Britain's Prime Minister Theresa May arrives at an European Union leaders summit in Brussels, Belgium, October 17, 2018. /VCG Photo

After losing its majority in the House of Commons in 2017, May's government survived by cutting a one-billion-pound "supply and confidence" deal with 10 MPs from the fundamentalist Democratic Unionist Party (DUP) in Northern Ireland.
Most people in Northern Ireland, including liberal unionists, voted to remain in the European Union (56 percent to 44 percent). The DUP MPs, however, have aligned themselves with hard-line "Brexiteers" within the Conservative Party, even acting as a conduit for a 435,000 pound "dark money" donation to the Leave campaign during the referendum.
The DUP MPs and Brexiteer faction share a deep antipathy for the EU and the de facto constitutional settlement (Belfast Good Friday Agreement) that brought peace to the island of Ireland after a 40-year conflict.
One of the most tangible results of the agreement has been an invisible border, made possible by the Republic of Ireland and United Kingdom's shared membership of the EU's Customs Union and Single Market. Senior EU negotiators share a sense of authorship of Ireland's peace.
The DUP's marriage of convenience with the Tory Brexiteers has frustrated attempts by the 26 EU leaders to support Dublin by agreeing on an insurance policy ("backstop") ensuring no return to a "hard border" on the island of Ireland whatever the outcome of UK-EU negotiations.
Elements of the Conservative Party have forced May to unwind a written agreement with the EU on the "backstop," and poured cold water on a unique offer from the EU to accommodate Northern Ireland by facilitating continued access to the EU's Customs Union and Single Market and the UK internal market, beyond Brexit.
Instead, May and her party have sought to exploit the EU's solidarity with the Irish peace process by seeking to co-opt and extend the principles of the backstop arrangement, an offer to Northern Ireland to the whole of the United Kingdom, in an attempt to leverage what would be uniquely generous terms of trade for a "third country" with the EU.
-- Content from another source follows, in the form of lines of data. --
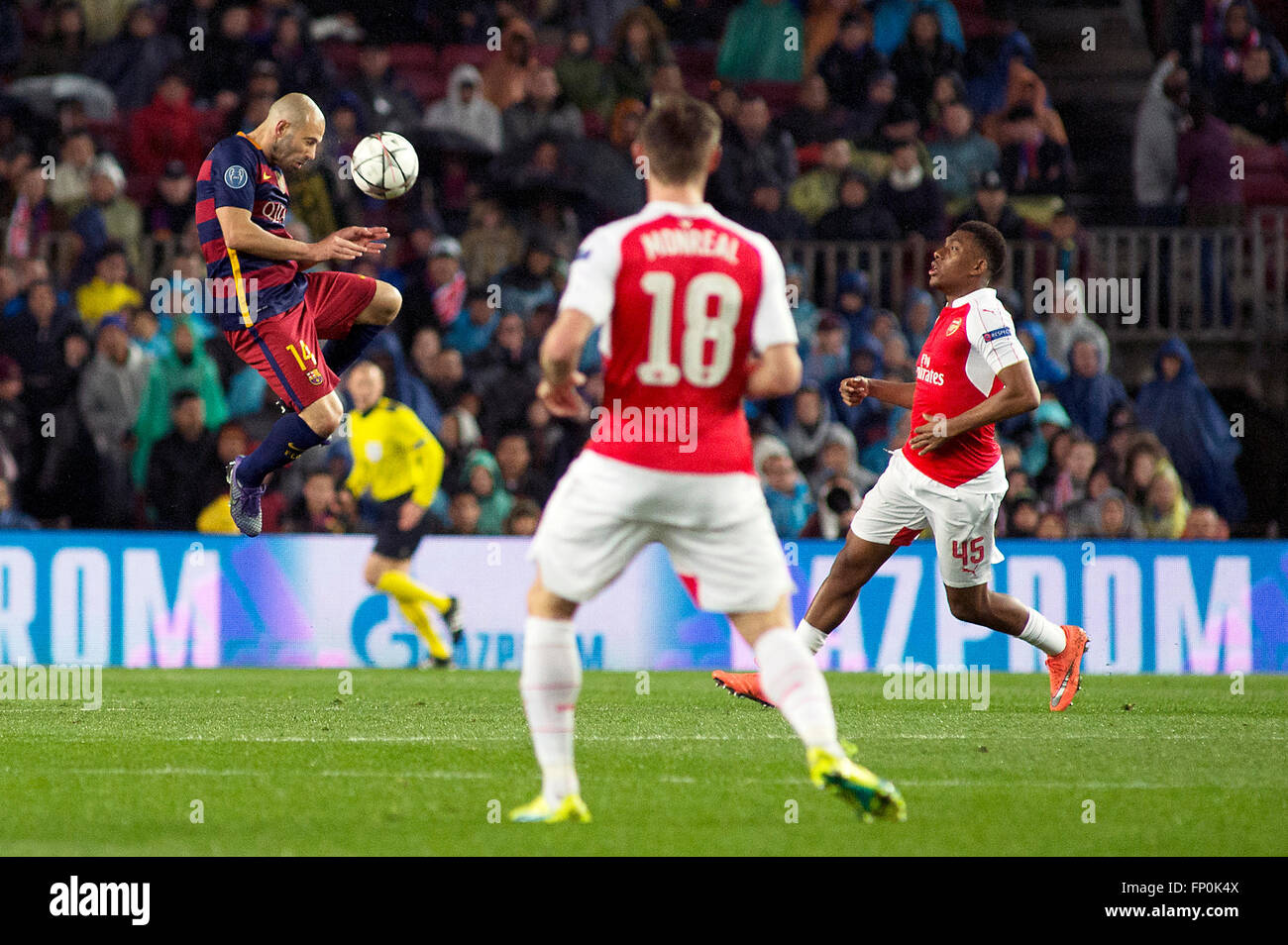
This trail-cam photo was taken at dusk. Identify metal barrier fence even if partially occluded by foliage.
[42,209,1288,344]
[778,209,1288,343]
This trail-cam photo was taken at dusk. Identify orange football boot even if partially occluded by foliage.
[1047,624,1087,712]
[711,670,774,708]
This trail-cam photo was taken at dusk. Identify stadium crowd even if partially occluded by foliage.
[0,0,1262,538]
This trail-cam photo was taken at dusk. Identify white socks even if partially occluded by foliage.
[519,617,581,807]
[796,618,827,656]
[1020,607,1068,657]
[755,627,845,757]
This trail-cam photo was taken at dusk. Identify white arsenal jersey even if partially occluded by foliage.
[903,288,1029,486]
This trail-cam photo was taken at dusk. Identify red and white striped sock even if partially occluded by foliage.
[755,627,842,755]
[519,617,581,807]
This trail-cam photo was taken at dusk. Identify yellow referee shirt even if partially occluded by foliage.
[345,396,445,506]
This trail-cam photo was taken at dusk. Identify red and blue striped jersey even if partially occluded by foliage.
[196,133,306,331]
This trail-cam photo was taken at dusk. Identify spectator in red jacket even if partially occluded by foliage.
[129,70,206,189]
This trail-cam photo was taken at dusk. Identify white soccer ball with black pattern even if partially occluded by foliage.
[351,132,420,199]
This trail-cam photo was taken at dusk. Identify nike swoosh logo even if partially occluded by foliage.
[1051,663,1073,708]
[1051,641,1082,708]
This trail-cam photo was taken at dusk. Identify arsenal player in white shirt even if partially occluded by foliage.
[510,95,906,823]
[713,222,1087,712]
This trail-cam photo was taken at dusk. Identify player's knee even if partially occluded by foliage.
[300,392,344,439]
[831,541,870,589]
[948,593,988,623]
[374,282,402,325]
[528,579,577,620]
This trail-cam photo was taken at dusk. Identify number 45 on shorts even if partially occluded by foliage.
[953,538,984,575]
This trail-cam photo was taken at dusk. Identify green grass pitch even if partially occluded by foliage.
[0,670,1288,856]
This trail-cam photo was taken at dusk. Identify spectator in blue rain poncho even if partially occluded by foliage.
[1015,318,1069,385]
[1136,338,1246,523]
[1055,336,1127,443]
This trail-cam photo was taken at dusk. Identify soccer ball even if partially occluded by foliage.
[353,132,420,199]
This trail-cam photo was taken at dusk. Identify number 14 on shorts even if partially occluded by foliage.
[286,339,318,370]
[953,538,984,575]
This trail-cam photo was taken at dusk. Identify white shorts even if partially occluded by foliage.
[850,450,1006,587]
[528,450,795,613]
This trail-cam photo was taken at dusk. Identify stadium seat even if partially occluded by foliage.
[438,45,489,76]
[322,40,358,76]
[743,82,800,117]
[537,43,563,65]
[389,43,435,73]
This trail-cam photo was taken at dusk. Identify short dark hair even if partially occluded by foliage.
[957,220,1006,282]
[639,95,720,184]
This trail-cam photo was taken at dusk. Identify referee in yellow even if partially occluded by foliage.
[344,361,464,667]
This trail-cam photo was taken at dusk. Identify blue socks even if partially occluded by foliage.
[322,325,385,377]
[237,413,323,488]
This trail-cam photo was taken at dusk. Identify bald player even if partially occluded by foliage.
[197,93,402,537]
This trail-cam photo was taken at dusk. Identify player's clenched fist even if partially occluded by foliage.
[313,227,389,262]
[537,370,590,420]
[841,377,870,407]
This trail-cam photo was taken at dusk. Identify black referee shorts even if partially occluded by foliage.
[373,491,434,562]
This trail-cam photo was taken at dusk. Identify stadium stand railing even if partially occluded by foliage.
[778,209,1288,344]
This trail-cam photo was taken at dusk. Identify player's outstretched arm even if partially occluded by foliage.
[912,360,1042,454]
[747,344,803,400]
[537,309,595,418]
[215,207,389,266]
[841,377,917,411]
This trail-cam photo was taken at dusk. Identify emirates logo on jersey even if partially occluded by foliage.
[917,353,957,387]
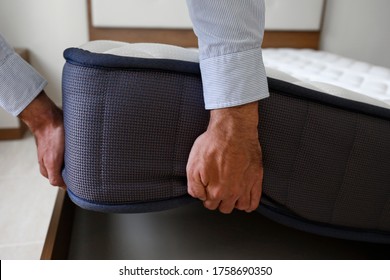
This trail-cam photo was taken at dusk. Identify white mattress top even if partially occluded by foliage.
[263,48,390,108]
[80,41,390,109]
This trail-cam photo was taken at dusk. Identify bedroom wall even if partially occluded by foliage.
[321,0,390,68]
[0,0,390,114]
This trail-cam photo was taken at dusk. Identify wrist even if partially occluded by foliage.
[18,91,62,134]
[208,102,259,139]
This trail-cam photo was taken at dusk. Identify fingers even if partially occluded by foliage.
[188,180,207,201]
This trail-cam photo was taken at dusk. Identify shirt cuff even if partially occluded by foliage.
[0,53,47,116]
[200,48,269,109]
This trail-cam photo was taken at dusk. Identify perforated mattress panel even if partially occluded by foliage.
[63,42,390,242]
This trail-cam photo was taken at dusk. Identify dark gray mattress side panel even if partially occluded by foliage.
[63,49,390,242]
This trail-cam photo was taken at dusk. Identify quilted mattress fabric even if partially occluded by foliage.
[63,41,390,242]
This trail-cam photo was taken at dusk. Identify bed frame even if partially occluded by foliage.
[41,0,325,260]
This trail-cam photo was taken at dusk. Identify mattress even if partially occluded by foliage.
[63,41,390,242]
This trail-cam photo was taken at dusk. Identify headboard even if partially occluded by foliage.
[87,0,326,49]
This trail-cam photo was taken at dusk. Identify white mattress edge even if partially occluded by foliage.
[79,40,390,109]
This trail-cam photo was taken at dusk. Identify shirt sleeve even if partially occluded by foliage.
[0,35,47,116]
[187,0,269,109]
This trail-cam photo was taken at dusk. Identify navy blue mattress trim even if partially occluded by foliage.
[64,48,200,75]
[257,195,390,244]
[64,48,390,120]
[67,189,198,214]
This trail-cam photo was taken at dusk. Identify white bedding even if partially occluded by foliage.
[263,48,390,108]
[80,41,390,109]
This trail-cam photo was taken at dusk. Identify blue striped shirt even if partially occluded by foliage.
[0,0,268,115]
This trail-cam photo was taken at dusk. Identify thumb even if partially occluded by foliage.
[187,179,207,201]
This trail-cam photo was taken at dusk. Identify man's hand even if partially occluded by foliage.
[187,102,263,213]
[18,91,66,188]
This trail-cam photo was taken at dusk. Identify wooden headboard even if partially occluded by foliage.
[87,0,326,49]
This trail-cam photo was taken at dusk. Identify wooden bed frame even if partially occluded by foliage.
[41,0,324,260]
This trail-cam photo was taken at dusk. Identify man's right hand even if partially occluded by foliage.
[18,91,66,188]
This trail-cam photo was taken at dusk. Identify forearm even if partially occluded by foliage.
[187,0,269,110]
[208,102,259,141]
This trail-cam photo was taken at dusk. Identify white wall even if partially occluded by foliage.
[0,0,88,107]
[321,0,390,68]
[0,0,390,111]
Britain's Prime Minister Theresa May arrives at a European Union leaders summit in Brussels, Belgium, October 17, 2018. /VCG Photo

Britain's Prime Minister Theresa May arrives at a European Union leaders summit in Brussels, Belgium, October 17, 2018. /VCG Photo

All of this has led to Theresa May's decision to frame Brexit in terms of a series of incompatible red lines.
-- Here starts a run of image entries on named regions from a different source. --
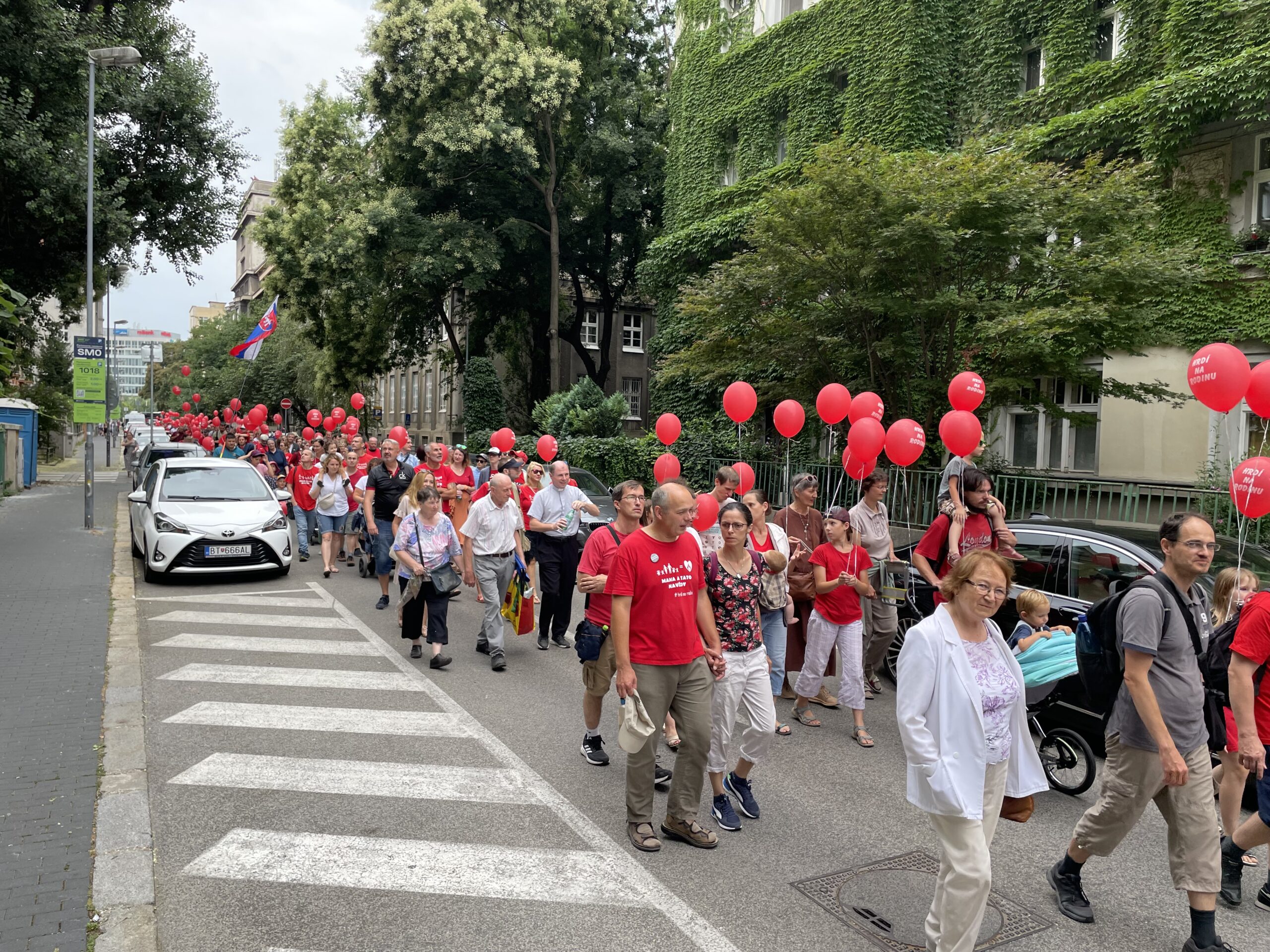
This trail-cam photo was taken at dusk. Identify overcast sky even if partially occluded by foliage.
[111,0,372,336]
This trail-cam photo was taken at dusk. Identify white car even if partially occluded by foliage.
[128,457,291,581]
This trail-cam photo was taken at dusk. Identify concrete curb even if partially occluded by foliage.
[93,494,159,952]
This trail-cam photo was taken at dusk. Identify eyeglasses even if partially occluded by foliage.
[966,581,1010,601]
[1182,538,1222,552]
When she announced that Brexit means leaving the EU Single Market and the Customs Union, but that the land border in Ireland must remain invisible and unchanged, she made the current impasse inevitable, resulting in what is looking like the most serious existential crisis for the UK since the end of the Second World War.
By virtue of the Belfast Good Friday Agreement – a binding international instrument registered at the UN – Northern Ireland's place in the UK is contingent on the principle of majority "consent."
The Unionist demographic and electoral hegemony within Northern Ireland is approaching a tipping point. Brexit has accelerated debate on a border poll that will offer a majority in Northern Ireland an opportunity to re-join the Republic of Ireland and rejoin the European Union as full members.
None of this has been lost on the Scottish Nationalist Party leader, Nicola Sturgeon. Scotland voted overwhelmingly to remain in the European Union (62 percent to 38 percent). Sturgeon will use the chaos of Brexit to build a majority vote in a new independence referendum.
Thanks to a deep fault-line within her own party – reflective of a rise in English nationalism, and a lingering antipathy for the EU that merges with transnational ideological interests in support of a radical free trade agenda – Theresa May could yet go down in history as the last prime minister of a "United" Kingdom.